State-Space Substitution: Creating a VAE-SSM Hybrid Image Generator
Inspiration
Transformer models, the foundation model underpinning for most AI applications today, are very resource intensive, which significantly limits their capabilities. For example, on the fronts of:
Memory — AI video generators have trouble making videos longer than just a few minutes long (released SoTA models from Runway, Pika, and OpenAI don’t generate more than 10 seconds of footage)
Compute — Transformer compute costs scale quadratically, meaning each extra token in a sequence requires more compute than even the token before it; this compounds and makes Transformers very computationally expensive to train and run inference on
Cost — OpenAI is estimated to have spent $11B+ in 2025 on inference alone (and likely a similar amount on training, given previous years’ costs)
Time — Trailblazing Transformer TTS models by startups (ElevenLabs, OpenAI, LMNT) and big tech (Google, Amazon, Microsoft) have trouble shaving latency below 500 milliseconds for time from text input to speech output
In an attempt to solve these bottlenecks with Transformers, a team of researchers from Stanford AI Lab pioneered a new neural network architecture class called state-space models (SSMs). Since graduating from their PhDs under Chris Ré, SSM pioneers Karan Goel and Albert Gu have founded Cartesia, a frontier lab dedicated to building multimodal AI models strictly with SSMs. That being said, the only production models they’ve ever shipped are the Sonic series for speech synthesis—not processing or generating images, text, video, or the other modalities they intend to enable. This makes sense: companies often must stay focused and invest high amounts of resources into nailing singular products before scaling—and they have so far nailed the text-to-speech (TTS) task, becoming a consensus go-to for many top AI companies using speech generation in their pipeline (on par with ElevenLabs). However, given the issues the architecture is intended to address, SSMs offer significant promise for applications in the computer vision domain as well.
SSMs’ unique advantages, including their flexibility in handling sequences at varying scales, offers the potential to dynamically adjust resolutions of outputs during inference—allowing folks to more seamlessly make quality-latency tradeoff decisions [1]. Currently, the most popular techniques for image generation include diffusion models, VAEs, and Transformers.

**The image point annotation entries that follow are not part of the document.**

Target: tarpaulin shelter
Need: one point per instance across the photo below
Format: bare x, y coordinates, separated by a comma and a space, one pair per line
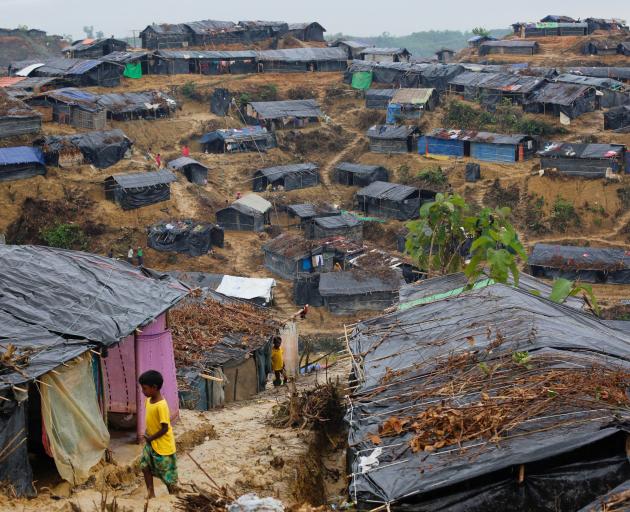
290, 255
392, 138
299, 60
125, 106
617, 118
391, 200
344, 224
566, 451
359, 175
21, 162
102, 149
586, 264
185, 236
237, 140
194, 171
284, 114
53, 320
586, 160
139, 189
378, 98
411, 104
286, 177
16, 117
557, 98
249, 213
349, 291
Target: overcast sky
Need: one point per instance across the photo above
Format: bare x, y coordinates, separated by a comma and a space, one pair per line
365, 17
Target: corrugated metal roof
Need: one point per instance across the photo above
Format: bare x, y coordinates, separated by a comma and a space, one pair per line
388, 131
183, 161
274, 173
387, 190
255, 202
288, 108
21, 155
303, 54
144, 179
412, 96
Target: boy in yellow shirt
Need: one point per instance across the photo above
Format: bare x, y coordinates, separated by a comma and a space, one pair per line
277, 362
158, 457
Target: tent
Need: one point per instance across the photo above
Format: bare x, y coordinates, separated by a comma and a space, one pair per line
100, 148
186, 236
249, 213
286, 177
586, 264
21, 162
194, 171
140, 189
359, 175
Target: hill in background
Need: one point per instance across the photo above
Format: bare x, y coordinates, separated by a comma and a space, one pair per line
423, 44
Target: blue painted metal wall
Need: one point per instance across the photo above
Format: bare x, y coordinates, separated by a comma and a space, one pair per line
493, 152
435, 146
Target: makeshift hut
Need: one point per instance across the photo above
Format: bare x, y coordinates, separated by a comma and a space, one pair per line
238, 140
66, 331
411, 104
585, 160
194, 171
600, 47
617, 118
585, 264
350, 291
299, 60
286, 177
391, 200
497, 147
21, 162
385, 138
81, 72
249, 213
185, 236
563, 99
222, 351
102, 149
403, 412
344, 224
378, 98
284, 114
72, 106
310, 31
509, 47
139, 189
290, 255
385, 55
359, 175
94, 48
17, 118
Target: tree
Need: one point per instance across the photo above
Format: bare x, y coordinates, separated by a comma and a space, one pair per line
446, 235
480, 31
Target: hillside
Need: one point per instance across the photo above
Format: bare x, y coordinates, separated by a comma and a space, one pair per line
421, 44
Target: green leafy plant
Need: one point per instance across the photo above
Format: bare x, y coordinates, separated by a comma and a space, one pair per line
64, 236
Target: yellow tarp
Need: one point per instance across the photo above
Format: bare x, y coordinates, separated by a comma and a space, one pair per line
77, 434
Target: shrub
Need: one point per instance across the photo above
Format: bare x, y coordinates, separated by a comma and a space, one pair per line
65, 236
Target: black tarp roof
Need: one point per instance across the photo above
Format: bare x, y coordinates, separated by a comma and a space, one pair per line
144, 179
387, 190
399, 358
576, 257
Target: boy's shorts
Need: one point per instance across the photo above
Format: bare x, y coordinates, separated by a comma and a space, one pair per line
163, 467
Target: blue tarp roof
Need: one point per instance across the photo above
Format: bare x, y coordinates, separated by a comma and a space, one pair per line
21, 155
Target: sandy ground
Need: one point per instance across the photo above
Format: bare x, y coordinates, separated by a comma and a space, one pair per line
234, 445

I furthered this research by switching out one of the convolutional layers from a 3-layer VAE image generator with an SSM layer to see if it is able to successfully assist with the image generation task. Despite not being the absolute best image architecture for image generation, I chose to modify a base VAE model because VAEs are significantly more computationally efficient to train on the hardware resources I have access to (compared to diffusion models). While diffusion models are widely considered state-of-the-art in terms of image generation output quality, they require much more compute and have longer training times, making time-efficient training, prototyping, and experimentation difficult for a weekend project.
Related Research Work
1. Image Generation Techniques:
Generative Adversarial Networks (“GANs”) were one of the first model architectures to deliver high-quality image synthesis results by pitting two neural networks against each other: a generator (which creates the images) and a discriminator (which evaluates authenticity). Goodfellow et al. introduced GANs in 2014 [2], a team from Courant Institute and FAIR released the Wasserstein GAN in 2017 [3], and many teams since have leveraged GANs for the image generation task (e.g., StyleGAN in 2018, BigGAN in 2019).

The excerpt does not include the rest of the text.